Uni engineers develop assistive device that could be used to control prosthetics
Engineers at the University of California, Berkeley, based in the USA, have developed an innovative wearable biosensing device that can recognise hand gestures based on electrical signals detected in the forearm.
The system, which couples wearable biosensors with artificial intelligence (AI), could one day be used to control prosthetics or to interact with almost any type of electronic device, the university says.

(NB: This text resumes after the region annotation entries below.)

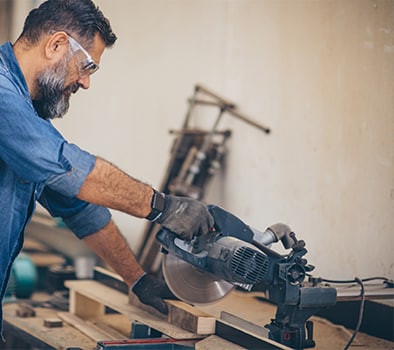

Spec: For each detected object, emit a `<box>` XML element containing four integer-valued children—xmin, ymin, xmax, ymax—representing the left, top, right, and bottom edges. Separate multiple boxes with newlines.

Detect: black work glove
<box><xmin>131</xmin><ymin>274</ymin><xmax>176</xmax><ymax>315</ymax></box>
<box><xmin>155</xmin><ymin>194</ymin><xmax>214</xmax><ymax>241</ymax></box>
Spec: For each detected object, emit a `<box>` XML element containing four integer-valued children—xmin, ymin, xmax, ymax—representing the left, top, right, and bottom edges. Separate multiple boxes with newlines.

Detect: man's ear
<box><xmin>44</xmin><ymin>32</ymin><xmax>69</xmax><ymax>60</ymax></box>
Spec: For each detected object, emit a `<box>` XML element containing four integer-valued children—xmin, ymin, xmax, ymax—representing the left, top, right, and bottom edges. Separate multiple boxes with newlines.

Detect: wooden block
<box><xmin>128</xmin><ymin>293</ymin><xmax>167</xmax><ymax>320</ymax></box>
<box><xmin>44</xmin><ymin>317</ymin><xmax>63</xmax><ymax>328</ymax></box>
<box><xmin>69</xmin><ymin>289</ymin><xmax>105</xmax><ymax>318</ymax></box>
<box><xmin>15</xmin><ymin>303</ymin><xmax>36</xmax><ymax>317</ymax></box>
<box><xmin>166</xmin><ymin>300</ymin><xmax>216</xmax><ymax>335</ymax></box>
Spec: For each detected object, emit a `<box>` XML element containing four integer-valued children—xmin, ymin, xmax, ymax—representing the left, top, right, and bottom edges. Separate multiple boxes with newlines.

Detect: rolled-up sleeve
<box><xmin>45</xmin><ymin>142</ymin><xmax>96</xmax><ymax>197</ymax></box>
<box><xmin>38</xmin><ymin>187</ymin><xmax>111</xmax><ymax>238</ymax></box>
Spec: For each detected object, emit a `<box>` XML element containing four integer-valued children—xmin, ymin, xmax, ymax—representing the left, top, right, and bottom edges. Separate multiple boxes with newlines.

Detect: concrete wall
<box><xmin>10</xmin><ymin>0</ymin><xmax>394</xmax><ymax>278</ymax></box>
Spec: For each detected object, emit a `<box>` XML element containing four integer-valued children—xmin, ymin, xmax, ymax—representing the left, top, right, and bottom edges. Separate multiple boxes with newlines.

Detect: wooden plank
<box><xmin>216</xmin><ymin>320</ymin><xmax>292</xmax><ymax>350</ymax></box>
<box><xmin>57</xmin><ymin>312</ymin><xmax>113</xmax><ymax>342</ymax></box>
<box><xmin>65</xmin><ymin>280</ymin><xmax>201</xmax><ymax>339</ymax></box>
<box><xmin>220</xmin><ymin>311</ymin><xmax>269</xmax><ymax>338</ymax></box>
<box><xmin>194</xmin><ymin>335</ymin><xmax>247</xmax><ymax>350</ymax></box>
<box><xmin>86</xmin><ymin>321</ymin><xmax>127</xmax><ymax>339</ymax></box>
<box><xmin>94</xmin><ymin>266</ymin><xmax>129</xmax><ymax>295</ymax></box>
<box><xmin>3</xmin><ymin>304</ymin><xmax>96</xmax><ymax>350</ymax></box>
<box><xmin>166</xmin><ymin>300</ymin><xmax>216</xmax><ymax>335</ymax></box>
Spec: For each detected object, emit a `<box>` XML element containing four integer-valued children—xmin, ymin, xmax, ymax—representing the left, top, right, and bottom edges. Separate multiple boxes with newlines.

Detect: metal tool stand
<box><xmin>137</xmin><ymin>85</ymin><xmax>270</xmax><ymax>273</ymax></box>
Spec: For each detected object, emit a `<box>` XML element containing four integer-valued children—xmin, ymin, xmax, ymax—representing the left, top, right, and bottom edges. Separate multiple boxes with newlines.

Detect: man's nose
<box><xmin>78</xmin><ymin>75</ymin><xmax>90</xmax><ymax>90</ymax></box>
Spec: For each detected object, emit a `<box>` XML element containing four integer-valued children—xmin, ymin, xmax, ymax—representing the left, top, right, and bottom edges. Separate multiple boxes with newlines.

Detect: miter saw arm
<box><xmin>156</xmin><ymin>205</ymin><xmax>336</xmax><ymax>349</ymax></box>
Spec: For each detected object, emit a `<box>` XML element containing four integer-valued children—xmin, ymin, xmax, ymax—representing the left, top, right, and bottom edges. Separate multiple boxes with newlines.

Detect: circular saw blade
<box><xmin>162</xmin><ymin>253</ymin><xmax>234</xmax><ymax>305</ymax></box>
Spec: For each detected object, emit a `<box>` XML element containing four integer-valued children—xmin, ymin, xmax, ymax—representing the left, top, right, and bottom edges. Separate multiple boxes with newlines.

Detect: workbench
<box><xmin>3</xmin><ymin>280</ymin><xmax>394</xmax><ymax>350</ymax></box>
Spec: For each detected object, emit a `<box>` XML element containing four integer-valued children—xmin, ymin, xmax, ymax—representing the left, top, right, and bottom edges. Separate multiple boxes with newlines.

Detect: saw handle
<box><xmin>156</xmin><ymin>228</ymin><xmax>208</xmax><ymax>268</ymax></box>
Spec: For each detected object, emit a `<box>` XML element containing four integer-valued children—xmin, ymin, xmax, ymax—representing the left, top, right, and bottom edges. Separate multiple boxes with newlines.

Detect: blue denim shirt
<box><xmin>0</xmin><ymin>42</ymin><xmax>111</xmax><ymax>341</ymax></box>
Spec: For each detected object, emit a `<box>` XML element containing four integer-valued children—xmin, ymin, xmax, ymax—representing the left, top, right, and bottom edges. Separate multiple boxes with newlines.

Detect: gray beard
<box><xmin>33</xmin><ymin>57</ymin><xmax>79</xmax><ymax>120</ymax></box>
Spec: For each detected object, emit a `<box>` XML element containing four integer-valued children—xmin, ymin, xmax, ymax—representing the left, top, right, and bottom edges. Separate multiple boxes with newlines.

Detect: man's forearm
<box><xmin>77</xmin><ymin>158</ymin><xmax>153</xmax><ymax>218</ymax></box>
<box><xmin>83</xmin><ymin>220</ymin><xmax>144</xmax><ymax>287</ymax></box>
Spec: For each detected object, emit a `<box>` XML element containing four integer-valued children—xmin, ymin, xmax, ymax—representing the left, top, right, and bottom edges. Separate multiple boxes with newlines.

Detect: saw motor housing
<box><xmin>156</xmin><ymin>205</ymin><xmax>336</xmax><ymax>349</ymax></box>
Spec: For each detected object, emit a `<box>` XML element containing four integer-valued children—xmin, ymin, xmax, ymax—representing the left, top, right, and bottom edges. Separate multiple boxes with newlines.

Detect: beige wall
<box><xmin>10</xmin><ymin>0</ymin><xmax>394</xmax><ymax>278</ymax></box>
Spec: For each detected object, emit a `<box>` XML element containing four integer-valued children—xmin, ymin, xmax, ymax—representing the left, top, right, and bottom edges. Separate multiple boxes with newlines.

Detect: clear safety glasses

“Prosthetics are one important application of this technology, but besides that, it also offers a very intuitive way of communicating with computers,” said Ali Moin, who helped design the device as a doctoral student in UC Berkeley’s Department of Electrical Engineering and Computer Sciences. “Reading hand gestures is one way of improving human-computer interaction. And, while there are other ways of doing that, by, for instance, using cameras and computer vision, this is a good solution that also maintains an individual’s privacy.”
Ali is co-first author of a new paper describing the device, which appears in the journal Nature Electronics.
To create the hand gesture recognition system, the team collaborated with Ana Arias, a professor of electrical engineering at UC Berkeley, to design a flexible armband that can read the electrical signals at 64 different points on the forearm. The electrical signals are then fed into an electrical chip, which is programmed with an AI algorithm capable of associating these signal patterns in the forearm with specific hand gestures.
The team succeeded in teaching the algorithm to recognise 21 individual hand gestures, including a thumbs-up, a fist, a flat hand, holding up individual fingers and counting numbers.
“When you want your hand muscles to contract, your brain sends electrical signals through neurons in your neck and shoulders to muscle fibres in your arms and hands,” Ali said. “Essentially, what the electrodes in the cuff are sensing is this electrical field. It’s not that precise, in the sense that we can’t pinpoint which exact fibres were triggered, but with the high density of electrodes, it can still learn to recognise certain patterns.”
Like other AI software, the algorithm has to first “learn” how electrical signals in the arm correspond with individual hand gestures. To do this, each user has to wear the cuff while making the hand gestures one by one.
However, the new device uses a type of advanced AI called a hyperdimensional computing algorithm, which is capable of updating itself with new information, the university states.
For instance, if the electrical signals associated with a specific hand gesture change because a user’s arm gets sweaty, or they raise their arm above their head, the algorithm can incorporate this new information into its model.
The university says the assistive device could become commercially available with a few tweaks.